Le monde politico-médiatique s’enflamme sur une disposition contenue dans une proposition de loi, dite « de sécurité globale », actuellement discutée à l’Assemblée nationale.

Son article 24 impose de flouter les images de policiers et de gendarmes quand elles sont diffusées, notamment sur les réseaux sociaux. Dans une ambiance de défiance croissante de la population vis-à-vis des forces de l’ordre, il n’a pas fallu grand chose pour déclencher une pluie de critique.

Les détracteurs de ce texte craignent que cela ne restreigne la liberté d’informer, en offrant une possibilité supplémentaire de poursuivre, ou au moins de menacer de poursuites, ceux couvrent les manifestations sur la voie publique et donc l’action plus ou moins musclée des forces de l’ordre.

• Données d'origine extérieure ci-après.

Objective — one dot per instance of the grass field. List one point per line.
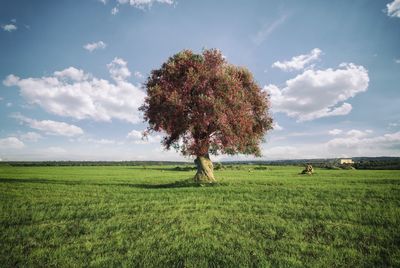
(141, 216)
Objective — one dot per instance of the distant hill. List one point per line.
(382, 162)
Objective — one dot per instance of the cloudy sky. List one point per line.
(71, 73)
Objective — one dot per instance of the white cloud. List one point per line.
(138, 75)
(11, 143)
(30, 136)
(142, 4)
(70, 73)
(114, 10)
(298, 62)
(10, 80)
(355, 133)
(335, 132)
(119, 69)
(95, 45)
(319, 93)
(55, 150)
(9, 27)
(277, 127)
(102, 141)
(393, 9)
(79, 95)
(267, 29)
(50, 127)
(137, 138)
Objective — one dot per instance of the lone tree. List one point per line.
(206, 106)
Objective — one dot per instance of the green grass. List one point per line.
(136, 216)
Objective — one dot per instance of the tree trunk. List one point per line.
(205, 170)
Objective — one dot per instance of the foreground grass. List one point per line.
(137, 216)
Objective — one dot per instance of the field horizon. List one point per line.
(151, 216)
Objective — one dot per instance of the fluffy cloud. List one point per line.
(298, 62)
(393, 9)
(9, 27)
(119, 69)
(74, 93)
(51, 127)
(137, 138)
(96, 45)
(139, 75)
(114, 11)
(142, 4)
(319, 93)
(11, 143)
(335, 132)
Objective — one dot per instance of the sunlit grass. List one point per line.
(150, 216)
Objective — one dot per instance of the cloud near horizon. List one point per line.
(95, 46)
(50, 127)
(142, 4)
(76, 94)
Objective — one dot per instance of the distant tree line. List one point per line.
(359, 163)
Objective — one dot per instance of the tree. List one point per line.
(206, 106)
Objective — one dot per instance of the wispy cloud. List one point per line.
(393, 9)
(95, 45)
(9, 27)
(298, 62)
(50, 127)
(77, 94)
(268, 29)
(114, 10)
(143, 4)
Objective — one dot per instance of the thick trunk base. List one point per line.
(205, 170)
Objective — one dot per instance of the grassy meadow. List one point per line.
(147, 216)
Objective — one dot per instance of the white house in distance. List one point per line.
(346, 161)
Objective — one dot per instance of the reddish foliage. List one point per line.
(206, 105)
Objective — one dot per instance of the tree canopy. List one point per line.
(205, 105)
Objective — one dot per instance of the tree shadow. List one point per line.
(188, 183)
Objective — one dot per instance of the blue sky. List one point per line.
(71, 73)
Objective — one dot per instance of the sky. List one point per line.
(72, 73)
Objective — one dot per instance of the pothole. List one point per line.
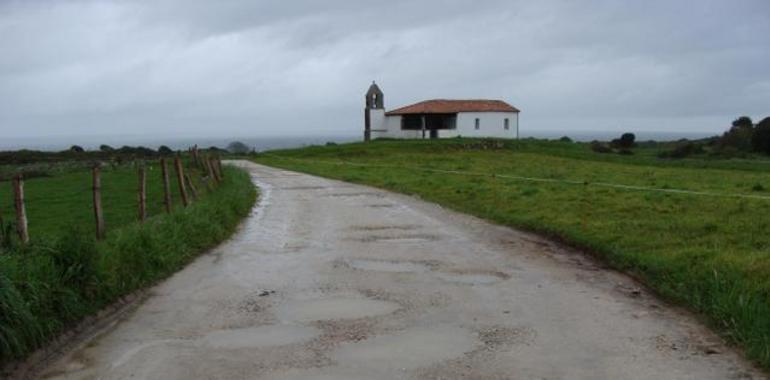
(479, 278)
(388, 266)
(413, 348)
(355, 195)
(383, 205)
(329, 374)
(258, 337)
(405, 227)
(304, 188)
(333, 309)
(406, 238)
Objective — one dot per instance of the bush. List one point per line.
(739, 136)
(164, 150)
(237, 147)
(600, 147)
(683, 149)
(760, 139)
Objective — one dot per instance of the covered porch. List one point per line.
(429, 123)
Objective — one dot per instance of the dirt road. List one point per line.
(328, 280)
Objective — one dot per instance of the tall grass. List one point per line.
(54, 282)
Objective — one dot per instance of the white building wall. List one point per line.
(491, 124)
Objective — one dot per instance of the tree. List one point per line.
(739, 136)
(627, 140)
(743, 121)
(238, 147)
(760, 139)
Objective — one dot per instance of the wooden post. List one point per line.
(142, 194)
(180, 180)
(210, 169)
(21, 211)
(191, 185)
(166, 185)
(217, 175)
(97, 189)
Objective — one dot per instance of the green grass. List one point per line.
(55, 203)
(708, 252)
(65, 274)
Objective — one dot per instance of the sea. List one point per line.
(56, 143)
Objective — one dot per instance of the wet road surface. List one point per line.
(328, 280)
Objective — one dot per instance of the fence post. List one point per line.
(191, 185)
(180, 180)
(219, 168)
(21, 211)
(142, 194)
(215, 169)
(97, 189)
(166, 185)
(209, 168)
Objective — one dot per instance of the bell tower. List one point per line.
(375, 100)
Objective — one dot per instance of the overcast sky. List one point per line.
(300, 67)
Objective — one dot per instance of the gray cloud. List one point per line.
(246, 68)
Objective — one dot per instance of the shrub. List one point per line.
(683, 149)
(739, 136)
(600, 147)
(237, 147)
(164, 150)
(760, 139)
(627, 140)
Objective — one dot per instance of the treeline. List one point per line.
(78, 153)
(743, 139)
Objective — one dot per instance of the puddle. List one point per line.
(405, 227)
(388, 266)
(398, 238)
(472, 278)
(413, 348)
(355, 195)
(331, 374)
(258, 337)
(381, 206)
(304, 188)
(333, 308)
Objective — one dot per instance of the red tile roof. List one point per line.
(454, 106)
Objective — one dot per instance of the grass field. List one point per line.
(64, 274)
(56, 204)
(708, 250)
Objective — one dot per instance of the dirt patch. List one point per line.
(333, 308)
(304, 188)
(388, 266)
(472, 277)
(355, 195)
(404, 227)
(401, 238)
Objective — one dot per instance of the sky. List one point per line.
(237, 68)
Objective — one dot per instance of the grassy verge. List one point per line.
(708, 252)
(55, 281)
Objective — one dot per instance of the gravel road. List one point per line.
(328, 280)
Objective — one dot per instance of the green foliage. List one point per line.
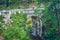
(51, 32)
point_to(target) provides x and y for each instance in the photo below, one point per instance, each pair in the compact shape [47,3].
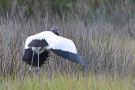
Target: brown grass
[107,47]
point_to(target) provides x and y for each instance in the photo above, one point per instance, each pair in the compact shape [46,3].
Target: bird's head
[55,31]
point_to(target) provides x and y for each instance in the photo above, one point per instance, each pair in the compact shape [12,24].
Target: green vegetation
[66,82]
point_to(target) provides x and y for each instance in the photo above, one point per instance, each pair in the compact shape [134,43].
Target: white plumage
[54,41]
[37,48]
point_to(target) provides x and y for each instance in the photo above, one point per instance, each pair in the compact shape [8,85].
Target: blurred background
[103,31]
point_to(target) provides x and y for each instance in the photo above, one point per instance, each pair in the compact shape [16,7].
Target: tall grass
[108,48]
[66,82]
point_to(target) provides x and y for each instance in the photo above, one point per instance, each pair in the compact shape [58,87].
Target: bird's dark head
[55,31]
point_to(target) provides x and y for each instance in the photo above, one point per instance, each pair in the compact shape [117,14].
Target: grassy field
[67,82]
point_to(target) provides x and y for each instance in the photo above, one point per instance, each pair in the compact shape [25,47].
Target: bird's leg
[38,63]
[30,68]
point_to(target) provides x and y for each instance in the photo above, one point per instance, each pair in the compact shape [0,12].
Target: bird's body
[37,48]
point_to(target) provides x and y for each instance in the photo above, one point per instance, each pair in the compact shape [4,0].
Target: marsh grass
[67,82]
[109,49]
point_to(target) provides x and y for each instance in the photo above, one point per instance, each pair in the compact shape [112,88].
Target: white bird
[38,46]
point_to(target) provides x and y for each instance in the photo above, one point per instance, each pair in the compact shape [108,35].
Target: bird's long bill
[70,56]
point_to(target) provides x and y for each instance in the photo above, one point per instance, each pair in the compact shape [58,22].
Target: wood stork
[38,46]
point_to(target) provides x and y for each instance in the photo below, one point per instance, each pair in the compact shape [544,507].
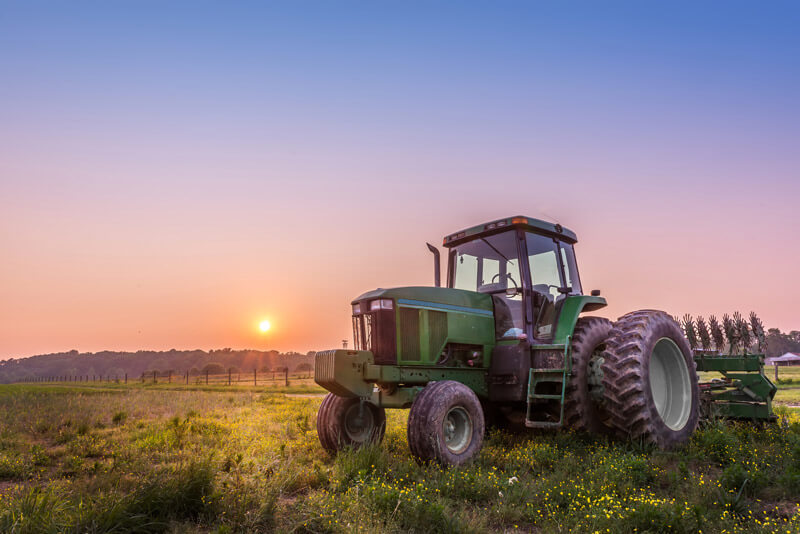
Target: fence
[256,378]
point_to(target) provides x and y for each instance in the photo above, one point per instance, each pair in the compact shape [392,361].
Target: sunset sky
[173,174]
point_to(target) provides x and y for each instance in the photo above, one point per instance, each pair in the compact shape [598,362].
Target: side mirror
[437,280]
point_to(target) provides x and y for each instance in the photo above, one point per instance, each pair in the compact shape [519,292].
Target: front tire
[446,424]
[650,380]
[584,396]
[346,422]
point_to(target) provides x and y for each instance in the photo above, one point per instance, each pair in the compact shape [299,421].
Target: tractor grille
[375,332]
[437,332]
[409,334]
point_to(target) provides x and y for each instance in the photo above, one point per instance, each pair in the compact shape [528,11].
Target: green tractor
[506,343]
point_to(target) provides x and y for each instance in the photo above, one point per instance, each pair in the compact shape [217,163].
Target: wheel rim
[358,423]
[670,384]
[457,427]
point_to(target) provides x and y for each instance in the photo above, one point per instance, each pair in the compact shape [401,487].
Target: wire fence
[230,378]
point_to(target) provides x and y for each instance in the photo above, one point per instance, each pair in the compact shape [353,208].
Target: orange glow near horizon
[175,191]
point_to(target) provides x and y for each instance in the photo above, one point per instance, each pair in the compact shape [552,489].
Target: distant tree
[213,368]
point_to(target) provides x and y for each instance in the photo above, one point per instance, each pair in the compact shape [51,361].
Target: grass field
[156,458]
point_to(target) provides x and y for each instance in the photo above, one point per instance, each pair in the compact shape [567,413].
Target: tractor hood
[433,297]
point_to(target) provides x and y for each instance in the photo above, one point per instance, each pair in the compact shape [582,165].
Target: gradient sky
[172,173]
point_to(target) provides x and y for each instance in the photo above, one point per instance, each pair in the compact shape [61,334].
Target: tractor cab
[527,266]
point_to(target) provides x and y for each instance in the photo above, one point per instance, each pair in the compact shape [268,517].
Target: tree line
[134,364]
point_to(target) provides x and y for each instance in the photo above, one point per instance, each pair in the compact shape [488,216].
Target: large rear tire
[650,380]
[345,422]
[584,395]
[445,424]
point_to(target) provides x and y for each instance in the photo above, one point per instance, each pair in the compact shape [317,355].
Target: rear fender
[571,309]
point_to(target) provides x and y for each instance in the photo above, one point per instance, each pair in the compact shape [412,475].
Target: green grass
[169,458]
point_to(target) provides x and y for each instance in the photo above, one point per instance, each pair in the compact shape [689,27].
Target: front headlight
[381,304]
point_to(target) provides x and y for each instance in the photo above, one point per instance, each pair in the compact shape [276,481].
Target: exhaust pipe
[437,277]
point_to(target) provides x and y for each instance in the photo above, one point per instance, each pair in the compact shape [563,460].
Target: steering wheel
[507,275]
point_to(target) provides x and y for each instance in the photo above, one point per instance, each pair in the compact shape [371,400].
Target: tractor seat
[487,288]
[543,289]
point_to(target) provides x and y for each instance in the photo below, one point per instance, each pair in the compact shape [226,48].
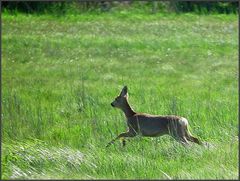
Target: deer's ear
[124,92]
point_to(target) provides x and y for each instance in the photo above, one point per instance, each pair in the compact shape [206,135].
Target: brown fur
[151,125]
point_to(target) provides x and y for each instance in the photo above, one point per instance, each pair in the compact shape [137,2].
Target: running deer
[151,125]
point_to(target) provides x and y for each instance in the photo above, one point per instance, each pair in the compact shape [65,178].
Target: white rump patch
[183,121]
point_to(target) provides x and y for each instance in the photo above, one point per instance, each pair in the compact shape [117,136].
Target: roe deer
[151,125]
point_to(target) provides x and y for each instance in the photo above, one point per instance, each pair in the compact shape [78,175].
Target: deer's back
[152,125]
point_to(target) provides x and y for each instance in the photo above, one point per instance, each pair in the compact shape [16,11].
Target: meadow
[60,74]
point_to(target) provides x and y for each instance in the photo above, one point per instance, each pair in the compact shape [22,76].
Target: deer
[149,125]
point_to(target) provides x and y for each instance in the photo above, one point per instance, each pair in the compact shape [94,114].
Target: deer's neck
[128,111]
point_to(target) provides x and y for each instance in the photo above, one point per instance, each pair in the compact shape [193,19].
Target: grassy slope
[60,75]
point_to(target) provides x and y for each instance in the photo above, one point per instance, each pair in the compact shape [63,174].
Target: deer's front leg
[122,135]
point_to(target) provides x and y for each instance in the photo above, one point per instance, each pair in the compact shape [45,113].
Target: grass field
[60,74]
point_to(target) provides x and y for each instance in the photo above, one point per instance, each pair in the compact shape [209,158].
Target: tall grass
[61,74]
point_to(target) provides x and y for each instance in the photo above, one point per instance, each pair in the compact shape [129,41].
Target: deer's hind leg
[130,133]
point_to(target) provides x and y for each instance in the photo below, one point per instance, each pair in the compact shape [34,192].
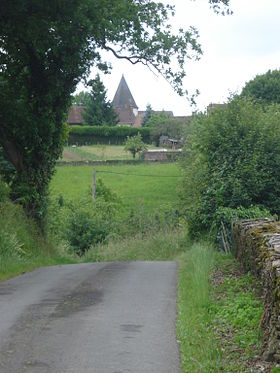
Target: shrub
[88,135]
[231,159]
[225,216]
[87,226]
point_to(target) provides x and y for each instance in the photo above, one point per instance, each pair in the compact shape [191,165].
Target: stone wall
[158,155]
[256,244]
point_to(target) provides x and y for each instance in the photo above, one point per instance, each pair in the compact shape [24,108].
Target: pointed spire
[123,97]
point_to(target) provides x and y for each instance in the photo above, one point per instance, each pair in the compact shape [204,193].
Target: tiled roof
[75,115]
[125,115]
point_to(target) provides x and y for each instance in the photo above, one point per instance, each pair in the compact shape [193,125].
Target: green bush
[87,226]
[224,217]
[231,159]
[115,135]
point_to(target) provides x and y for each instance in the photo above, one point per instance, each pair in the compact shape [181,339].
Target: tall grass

Il est vrai que depuis deux ans, cette question, légitime quelque soit l’époque, est devenue ultra-sensible. Notamment du fait de l’utilisation de doctrine de maintien de l’ordre contestables et contestées. D’autres craignent que cette protection ainsi offerte aux policiers ne les amènent, dans un sentiment d’impunité, à aller encore plus loin dans les violences.

Ces remarques sont parfaitement fondées et il y a une question « liberté d’expression » et liberté d’information qui se pose. Mais, il existe un autre enjeu, très largement éclipsé par la couverture, assez unilatérale, donnée à cette affaire par les médias.

Cet article 24 n’est pas arrivé par hasard dans cette proposition de loi. C’est une demande des policiers, dont les ressorts sont parfaitement compréhensibles et légitimes.

En se faisant photographier, dans l’exercice de leurs fonctions, ces policiers et gendarmes peuvent se retrouver personnellement exposés. Identifiés, ils peuvent faire l’objet de critiques, voire pire, d’agressions ou de harcèlements, en ligne ou dans leur vie personnelle et privée, ce qui peut être difficile à vivre pour la personne et son entourage. On sait tous que le lynchage est quelque chose qui fonctionne très bien sur les réseaux sociaux, et que les images et vidéos de policiers qui peuvent y circuler sont rarement bienveillantes pour les forces de l’ordre.

Est-il normal et acceptable qu’un policier se retrouve personnellement pris à partie, alors qu’il n’a fait que son travail, c’est à dire obéir aux ordres de sa hiérarchie (même s’il les trouvent idiots) ? Un simple policier de base doit-il assumer personnellement les errements de sa hiérarchie dans les choix de maintien de l’ordre ?

Il existe une règle de droit, la protection fonctionnelle, qui impose à l’employeur, public comme privé, de protéger ses employés, afin qu’ils ne subissent pas personnellement des préjudices, parce qu’ils ont juste fait leur travail, et obéit aux ordres. Le ministre de l’Intérieur a donc l’obligation de répondre à cette demande de protection contre le lynchage en ligne, dont peuvent être victimes de policiers dont l’identité, associée à des images jugées choquantes, circule en ligne.

Dans cette affaire, deux demandes légitimes sont exprimées, protéger les policiers de risques anormaux sur leur vie privée, du fait de l’exercice de leurs fonctions, et la liberté de la presse, avec le maintien d’une capacité de contrôle de l’action publique, en l’occurence la manière dont l’ordre est maintenu sur la voie publique.

Trouver un point d’équilibre n’est pas simple, et la solution proposée par le seul article 24, dans sa rédaction ‘sortie de la commission à l’Assemblée » n’est pas satisfaisante. Mais le demande (classique) de retrait pur et simple, formulée par les journalistes et activistes des Libertés laisse entier le problème, légitime, de la protection fonctionnelle des policiers. La solution est d’autant plus complexe, que la question sous-jacente est celle des violences policières, régulièrement dénoncées et que le ministère de l’Intérieur ne veut pas reconnaitre, et donc traiter à la hauteur de ce qui est souhaitable pour répondre à une demande sociale qui va croissant.

Malheureusement, comme souvent en France, on est partis dans un débat bloc contre bloc, avec une incapacité à creuser le fond, à trouver des interlocuteurs qui acceptent, de part et d’autre, de se mettre autour d’un table, pour voir comme résoudre un problème, ou au moins, trouver un compromis acceptable.